The pro baseball player then said, "Andy has misheard" when he was presented with testimony previously given by Pettitte to the committee that "he had a conversation with [Clemens] in 1999 or 2000 in which [Clemens] admitted that [he]used human growth hormones."
"The conversation that I can recall that I had with Andy Pettitte was at my house in Houston, while we were working out, and I expressed to him about a TV show, something that I've heard about three older men that were using HGH and getting back their quality of life from that. Those are the conversations that I can remember," Clemens told Rep. Elijah Cummings (D-MD).
"My problem with what Andy says, and why I think he misremembers is that if Andy Pettitte knew that I had used HGH or I had told Andy Pettitte that I had used HGH before he would use the HGH, what have you, he would have come to me and asked me about it. That's how close our relationship was," he said.

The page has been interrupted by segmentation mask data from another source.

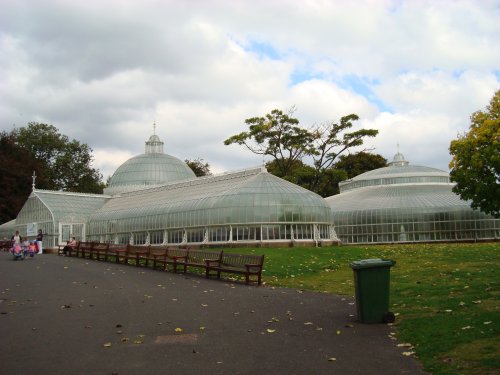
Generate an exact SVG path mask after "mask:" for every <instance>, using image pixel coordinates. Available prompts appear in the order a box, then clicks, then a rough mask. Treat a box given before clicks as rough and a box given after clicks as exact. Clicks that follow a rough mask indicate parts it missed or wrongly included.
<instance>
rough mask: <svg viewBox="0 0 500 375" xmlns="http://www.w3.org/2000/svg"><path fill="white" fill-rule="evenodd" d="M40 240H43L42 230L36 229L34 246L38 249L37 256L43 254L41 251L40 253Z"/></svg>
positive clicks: (42, 234)
mask: <svg viewBox="0 0 500 375" xmlns="http://www.w3.org/2000/svg"><path fill="white" fill-rule="evenodd" d="M42 240H43V233H42V230H41V229H38V234H37V235H36V246H37V247H38V254H43V251H42Z"/></svg>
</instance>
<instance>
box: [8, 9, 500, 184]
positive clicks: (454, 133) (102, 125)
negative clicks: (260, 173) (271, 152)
mask: <svg viewBox="0 0 500 375" xmlns="http://www.w3.org/2000/svg"><path fill="white" fill-rule="evenodd" d="M0 3H1V11H0V131H7V132H10V131H11V130H12V129H13V128H19V127H23V126H26V125H27V124H28V123H29V122H42V123H46V124H52V125H54V126H55V127H56V128H57V129H59V131H60V133H61V134H65V135H67V136H68V137H69V138H70V139H76V140H78V141H80V142H83V143H86V144H88V145H89V146H90V147H91V148H92V150H93V155H94V167H96V168H98V169H99V170H100V171H101V173H102V174H103V176H104V179H106V178H107V177H108V176H110V175H112V173H113V172H114V171H115V170H116V168H117V167H118V166H120V165H121V164H122V163H123V162H125V161H126V160H128V159H129V158H131V157H132V156H135V155H138V154H141V153H143V152H144V150H145V148H144V147H145V145H144V142H145V141H146V140H147V139H148V138H149V137H150V136H151V135H152V134H153V132H154V131H155V132H156V134H157V135H158V136H159V137H160V138H161V140H162V141H163V142H164V143H165V147H164V150H165V152H166V153H168V154H170V155H173V156H175V157H177V158H179V159H181V160H185V159H190V160H193V159H197V158H201V159H203V160H204V161H205V162H207V163H209V164H210V167H211V170H212V172H214V173H220V172H225V171H232V170H240V169H244V168H249V167H254V166H258V165H262V163H263V162H267V161H270V159H269V158H262V156H260V155H255V154H253V153H251V152H250V151H248V150H247V149H246V148H244V147H242V146H237V145H230V146H225V145H224V144H223V142H224V140H225V139H227V138H229V137H230V136H232V135H234V134H238V133H240V132H243V131H245V130H247V129H248V128H247V126H246V125H245V119H247V118H251V117H256V116H264V115H265V114H266V113H269V112H271V111H272V110H273V109H276V108H277V109H281V110H283V111H287V110H289V109H290V108H295V112H294V113H293V116H294V117H296V118H297V119H299V121H300V124H301V126H303V127H309V126H314V125H321V124H327V123H331V122H338V121H339V120H340V118H341V117H342V116H345V115H348V114H351V113H355V114H357V115H358V116H359V117H360V120H359V121H357V122H355V125H354V127H353V129H354V130H357V129H361V128H369V129H378V130H379V134H378V136H377V137H376V138H369V139H367V140H366V142H365V144H364V145H363V146H362V147H361V148H360V149H358V150H353V152H354V151H360V150H362V149H369V150H371V151H372V152H374V153H377V154H380V155H382V156H383V157H385V158H386V159H388V160H389V161H390V160H392V158H393V156H394V154H396V153H397V152H398V151H399V152H401V153H402V154H403V155H404V156H405V157H406V159H407V160H409V161H410V163H411V164H413V165H424V166H429V167H434V168H439V169H442V170H448V164H449V162H450V160H451V157H450V155H449V150H448V148H449V145H450V142H451V141H452V140H453V139H456V138H457V137H458V136H459V135H460V134H464V132H466V131H467V130H468V128H469V125H470V115H471V114H472V113H473V112H475V111H477V110H484V109H485V107H486V106H487V105H488V103H489V101H490V99H491V98H492V97H493V95H494V93H495V91H497V90H498V89H500V22H498V20H500V0H497V1H489V0H475V1H474V0H470V1H468V0H464V1H460V0H457V1H447V0H442V1H440V0H433V1H431V0H429V1H426V0H415V1H403V0H397V1H396V0H356V1H348V0H330V1H324V0H323V1H322V0H316V1H313V0H265V1H264V0H252V1H243V0H219V1H216V0H205V1H201V0H199V1H198V0H183V1H181V0H141V1H138V0H135V1H133V0H99V1H96V0H85V1H83V0H80V1H78V0H0ZM154 123H155V124H156V129H155V130H154V129H153V124H154Z"/></svg>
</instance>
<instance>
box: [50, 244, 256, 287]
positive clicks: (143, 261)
mask: <svg viewBox="0 0 500 375" xmlns="http://www.w3.org/2000/svg"><path fill="white" fill-rule="evenodd" d="M66 249H67V254H66V255H68V256H76V257H81V258H86V259H94V260H103V261H106V262H108V261H114V262H115V263H117V264H131V265H135V266H137V267H142V266H144V267H150V266H152V267H153V268H155V269H158V268H159V269H162V270H167V266H171V267H172V269H173V271H174V272H177V271H182V272H183V273H186V272H187V270H188V267H195V268H201V269H202V270H204V271H205V277H206V278H209V277H210V276H217V279H220V277H221V273H232V274H240V275H244V276H245V283H246V284H249V283H250V282H257V284H258V285H261V283H262V267H263V264H264V255H252V254H233V253H225V252H224V251H222V250H218V251H215V250H205V249H180V248H173V247H167V246H151V245H147V246H140V245H119V244H108V243H98V242H78V244H77V246H76V247H75V248H66ZM58 254H59V255H63V254H64V246H62V245H60V246H59V249H58Z"/></svg>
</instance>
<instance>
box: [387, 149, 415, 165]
mask: <svg viewBox="0 0 500 375" xmlns="http://www.w3.org/2000/svg"><path fill="white" fill-rule="evenodd" d="M388 164H389V165H390V166H391V167H404V166H405V165H408V164H410V162H409V161H407V160H405V157H404V156H403V154H402V153H400V152H398V153H397V154H396V155H394V158H393V159H392V161H391V162H390V163H388Z"/></svg>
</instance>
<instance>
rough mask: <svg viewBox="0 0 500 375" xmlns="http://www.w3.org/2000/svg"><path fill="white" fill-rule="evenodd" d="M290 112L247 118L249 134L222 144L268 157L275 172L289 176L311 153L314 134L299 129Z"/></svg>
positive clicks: (243, 132)
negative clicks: (307, 156)
mask: <svg viewBox="0 0 500 375" xmlns="http://www.w3.org/2000/svg"><path fill="white" fill-rule="evenodd" d="M293 112H294V109H293V108H292V109H290V110H289V111H288V114H285V113H283V111H281V110H279V109H274V110H272V111H271V113H268V114H266V115H265V116H264V117H252V118H248V119H246V120H245V124H247V125H248V126H249V131H247V132H242V133H240V134H236V135H233V136H232V137H230V138H228V139H226V140H225V141H224V144H225V145H226V146H227V145H230V144H233V143H236V144H238V145H244V146H245V147H247V148H248V149H249V150H250V151H252V152H253V153H254V154H258V155H268V156H271V157H272V158H273V161H275V162H276V166H275V167H276V170H277V171H278V172H279V173H280V174H281V175H282V176H288V175H290V173H291V171H292V169H293V165H294V163H295V162H296V161H297V160H302V157H304V156H305V155H311V154H312V153H314V147H313V141H314V134H313V133H311V132H310V131H309V130H307V129H303V128H301V127H300V126H298V124H299V120H297V119H296V118H294V117H291V115H292V114H293Z"/></svg>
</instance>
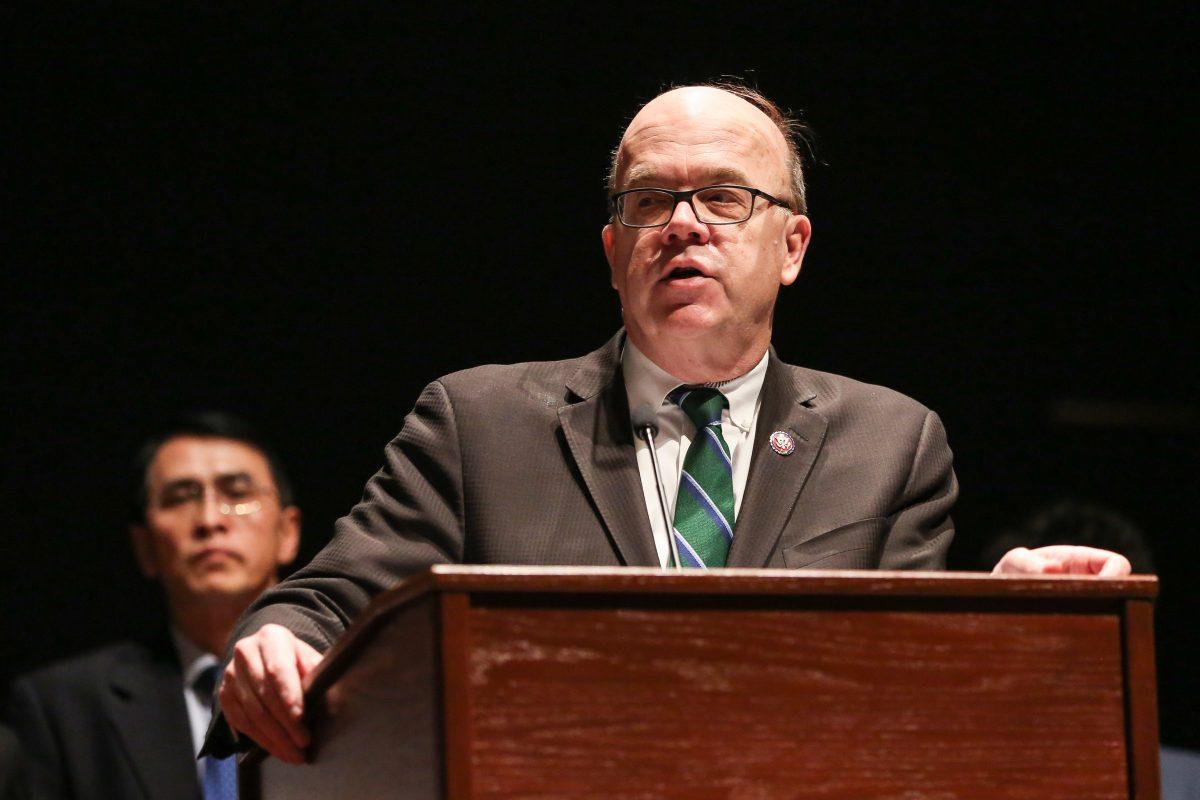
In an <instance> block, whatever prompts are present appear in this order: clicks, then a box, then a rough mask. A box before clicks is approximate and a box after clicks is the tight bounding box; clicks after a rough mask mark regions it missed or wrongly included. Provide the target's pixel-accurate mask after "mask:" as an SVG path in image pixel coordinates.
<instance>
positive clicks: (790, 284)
mask: <svg viewBox="0 0 1200 800" xmlns="http://www.w3.org/2000/svg"><path fill="white" fill-rule="evenodd" d="M810 241H812V223H811V222H809V218H808V217H806V216H804V215H803V213H793V215H792V216H791V218H790V219H788V221H787V227H786V228H785V229H784V246H785V247H786V253H785V255H784V269H782V270H780V273H779V282H780V283H781V284H784V285H785V287H787V285H791V284H792V283H794V282H796V278H797V277H799V275H800V263H802V261H804V253H805V251H808V248H809V242H810Z"/></svg>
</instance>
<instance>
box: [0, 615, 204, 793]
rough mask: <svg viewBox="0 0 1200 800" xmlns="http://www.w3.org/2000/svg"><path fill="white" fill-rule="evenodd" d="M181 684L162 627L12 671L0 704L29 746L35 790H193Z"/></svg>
mask: <svg viewBox="0 0 1200 800" xmlns="http://www.w3.org/2000/svg"><path fill="white" fill-rule="evenodd" d="M182 692H184V687H182V678H181V675H180V667H179V660H178V657H176V655H175V650H174V648H173V646H172V644H170V639H169V637H168V636H167V634H166V632H164V633H163V636H162V637H161V638H160V639H152V640H148V642H125V643H120V644H114V645H110V646H106V648H103V649H101V650H96V651H94V652H90V654H86V655H83V656H79V657H77V658H71V660H68V661H62V662H59V663H56V664H52V666H49V667H46V668H43V669H40V670H38V672H36V673H32V674H30V675H26V676H25V678H22V679H20V680H18V681H16V682H14V684H13V686H12V692H11V696H10V703H8V714H10V718H11V721H12V722H13V724H14V727H16V728H17V729H18V730H19V733H20V738H22V742H23V744H24V746H25V748H26V750H28V751H29V756H30V762H31V764H30V768H31V769H30V772H31V775H30V777H31V780H32V782H34V784H35V787H36V788H37V793H36V794H35V796H64V798H79V799H88V800H90V799H95V800H113V799H115V798H146V799H148V800H190V799H191V798H199V796H200V789H199V781H198V780H197V771H196V759H194V756H193V745H192V738H191V733H190V727H188V722H187V710H186V708H185V705H184V693H182Z"/></svg>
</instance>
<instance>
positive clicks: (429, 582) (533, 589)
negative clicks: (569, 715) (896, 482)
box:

Cummings then pressed Clemens by saying, "Would he tell the Congress that one of his close friends was taking an illegal performance-enhancing drug if there were any doubt in his mind about the truth of what he was saying?"
"Mr. Congressman, once again... I think he misremembers of our conversation," Clemens replied.
Brian McNamee, Clemens' former personal trainer, gave a different account. "When I told Sen. Mitchell that I injected Roger Clemens with performance-enhancing drugs, I told the truth," McNamee, seated at the same table as Clemens, read from a prepared statement. "I injected those drugs into the body of Roger Clemens at his direction. Unfortunately, Roger has denied this and has led a full-court attack on my credibility. And let me be clear, despite Roger Clemens' statements to the contrary, I never injected Roger Clemens -- or anyone else -- with Lidocaine or [Vitamin] B-12."
Last December, former Maine Sen. George Mitchell released a report linking Clemens, Pettitte, Barry Bonds, Miguel Tejada, Gary Sheffield and a host of other baseball stars to steroid use. The report, made at the request of baseball commissioner Bud Selig, had McNamee confessing that Clemens "showed remarkable improvement" after he injected him "with Winstrol through the end of the 1998 season."
Kirk Radomski, who used to work as a New York Mets clubhouse attendant, was the report's other primary source aside from McNamee.